Mozambican Competition Regulatory Authority now operational - what this means for business
The CRA is a statutory body, empowered to enforce competition law in the country. This is according to Sphesihle Nxumalo, Associate in the Competition and Antitrust Practice at Baker McKenzie in Johannesburg, who notes that with the CRA now in place in Mozambique, further developments with regard to competition law compliance, merger control and prohibited practices are expected to be announced in the coming months.
“Businesses seeking to transact in the region should therefore closely and regularly monitor developments in the country, as the consequences of competition law contravention include severe financial penalties for firms, potential damages claims and reputational damage, for example,” he says.
Mandatory notification
With regards to merger control in Mozambique, notification of mergers that meet the prescribed monetary and/or market share thresholds is mandatory and suspensory.
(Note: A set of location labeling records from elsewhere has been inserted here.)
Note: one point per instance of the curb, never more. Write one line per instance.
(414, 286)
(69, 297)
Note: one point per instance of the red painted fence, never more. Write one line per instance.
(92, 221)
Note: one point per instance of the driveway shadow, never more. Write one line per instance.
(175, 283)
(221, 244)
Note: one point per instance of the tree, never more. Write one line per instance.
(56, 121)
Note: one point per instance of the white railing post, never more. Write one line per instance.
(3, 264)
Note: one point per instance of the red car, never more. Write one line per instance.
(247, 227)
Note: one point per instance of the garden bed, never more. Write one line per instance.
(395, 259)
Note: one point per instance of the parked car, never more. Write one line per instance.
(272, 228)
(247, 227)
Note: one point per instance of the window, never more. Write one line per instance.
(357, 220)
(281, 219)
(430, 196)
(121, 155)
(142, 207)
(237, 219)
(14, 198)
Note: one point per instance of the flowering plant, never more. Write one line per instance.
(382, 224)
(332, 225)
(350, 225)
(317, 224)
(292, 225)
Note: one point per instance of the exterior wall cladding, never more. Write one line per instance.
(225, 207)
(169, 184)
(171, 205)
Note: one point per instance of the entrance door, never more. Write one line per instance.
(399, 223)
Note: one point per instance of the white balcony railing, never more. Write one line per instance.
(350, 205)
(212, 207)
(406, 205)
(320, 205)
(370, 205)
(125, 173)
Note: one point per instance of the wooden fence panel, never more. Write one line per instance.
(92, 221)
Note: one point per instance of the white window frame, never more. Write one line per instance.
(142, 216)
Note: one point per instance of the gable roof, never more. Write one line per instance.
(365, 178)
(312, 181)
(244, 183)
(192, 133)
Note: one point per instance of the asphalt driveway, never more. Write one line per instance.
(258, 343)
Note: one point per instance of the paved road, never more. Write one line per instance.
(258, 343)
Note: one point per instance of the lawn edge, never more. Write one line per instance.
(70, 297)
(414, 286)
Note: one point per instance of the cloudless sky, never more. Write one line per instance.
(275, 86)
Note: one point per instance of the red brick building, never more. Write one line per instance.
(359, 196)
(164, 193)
Mergers will trigger mandatory notification to the CRA where:
- (i) the combined turnover in Mozambique of all the undertakings in the transaction in the preceding year is at least 900 million Meticais (approx. USD 12.6 million); or
(ii) the transaction results in the acquisition, creation or reinforcement of at least 50% market share in Mozambique of a given good or service; or
(iii) the transaction results in the acquisition, creation of reinforcement of at least 30% market share in Mozambique of a given good or service, as long as each of at least two of the undertakings in the transaction achieved a turnover of at least 100 million Meticais (approx. USD 1.4 million) in Mozambique in the preceding year.Subject to approval
“Transactions that meet any of these thresholds require the CRA's prior approval before they can be implemented. Importantly, notifiable transactions must be notified to the CRA within seven business days from the conclusion of the transaction agreement or acquisition project. It is worth noting that there are currently some uncertainties in relation to the proper notification procedure in Mozambique. In particular, the competition law provides that a prescribed form approved by the CRA must be duly completed and delivered, with the information requested therein, when a merger transaction is notified. The prescribed merger form has not been promulgated, as the CRA has been operational for only a few months. That said, clarification on this aspect is expected to be announced by the CRA soon. At the moment, the CRA's informal position is that the non-existence of the prescribed form does not suspend the obligation to notify a merger transaction that meets the thresholds," Nxumalo explains.
Decision in 60 days
Lerisha Naidu, Partner in the Competition and Antitrust Practice at Baker McKenzie in Johannesburg, explains that under Mozambique’s competition law framework, the CRA has 60 days to issue a decision in relation to a merger that has been notified. Failure to issue a decision within the 60-day period is deemed to constitute tacit approval of the transaction by the CRA.
Penalties
"The risk of non-notification and pre-implementation (inadvertently or to avoid timing delays) without the express or tacit approval of the merger transaction by the CRA carries a financial penalty of 6% in aggregate of the merging parties' turnover in Mozambique, plus additional sanctions such as exclusion from participating in public tenders for a period of five years, unscrambling the transaction, and divestiture of the acquired business or assets/interests,” she notes.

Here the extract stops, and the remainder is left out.